Review Summary: Stars overhead, grass underfoot.
Polish folk act Stara Rzeka’s music channels the power of time passing - retrospective, prospective, and even introspective. It can settle anywhere between ancient paganism to new age mysticism, and there’s always a sense of spirituality wafting through; and, just as there’s no set-in-stone definition of spirituality,
Zamknęły Się Oczy Ziemi doesn’t give any singular, tunnel-visioned approach to discovering it. “Czarna Woda”, for example, feels
long ago - no specific timeframe, really, but plagued by something unknown in the present (perhaps a cataclysmic event similar to an ice age). The guitar line captures a primitivist ambience, with a repetitive, bare-bones composition that never loses focus, and could be the soundtrack for an eon. In contrast, a song like “Ogniste kazania B.B.” has a strange, cavernous intimacy, bound to a specific moment; as sole member Kuba Ziolek sings somewhere between rejoice and lament, the agitated electronics in the background could be stars falling outside the grotto.
Though
Zamknęły succeeds by its sense of pacing - particularly in the longer, zen-like pieces - it has its share of adrenaline spikes. Opener “Nie zbliżaj się do ognia” begins with a sort of blatant and intentionally misplaced energy level. The track jolts forward with rigorous strumming that soon grows menacing, inviting crackling noise through the front and a rapid litany of kettledrums through the back. Black metal ferocity settles into a cosmic groove reminiscent of
Phaedra-era Tangerine Dream, only to melt into layered guitar-spoken folklore atop fuzzy, ritualistic drones. Follow-up “W sierpniową noc” shows Ziolek’s ability to blend strict musicality with a casual wanderlust, like a biologist who’s left academia to study in the forest. In a way, the opener is Stara Rzeka planting a flag, asserting a sense of dominance over a realm that has nothing to relinquish besides colours and sounds.

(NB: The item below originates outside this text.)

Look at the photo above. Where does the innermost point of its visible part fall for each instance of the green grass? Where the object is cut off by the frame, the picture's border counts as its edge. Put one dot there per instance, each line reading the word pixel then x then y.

An album of one-and-a-half hours highlights the importance of cohesion, and whether or not a partial lack thereof is to the music’s detriment. Stara Rzeka’s tapestry of Polish folklore is laced with hints of psychedelia, jazz, raga, and ambient; and while it sprawls, Ziolek is never purposeless. He speaks almost exclusively with acoustic guitar, while many of the other noises seem to drift off in their own spiritual planes. On “BHMTH (czyli historia z wujkiem Albertem)”, it’s hard to tell whether the drum machine and Ziolek’s earthly guitar are forever interlocked, or worlds apart, moving towards each other like astral beacons. 20-minute penultimate track “W szopie, gdzie były oczy” is a saga in its own right, spanning what could be the history of a small, long-forgotten civilization. There’s conflict, as brash saxophone intrudes on the peaceful opening; there’s respite, with the sounds of undisturbed wildlife; there’s folklore, accented by Ziolek’s wordless storytelling via beautiful steel-string; there’s exploration, as a formless clarinet bends, dips, and rises through the wilderness; and, there's war. All of this is to say that
Zamknęły Się Oczy Ziemi is a triumphant work, tethering far-reaching grasps at the unknown to the ground we stand on and the events that precede us.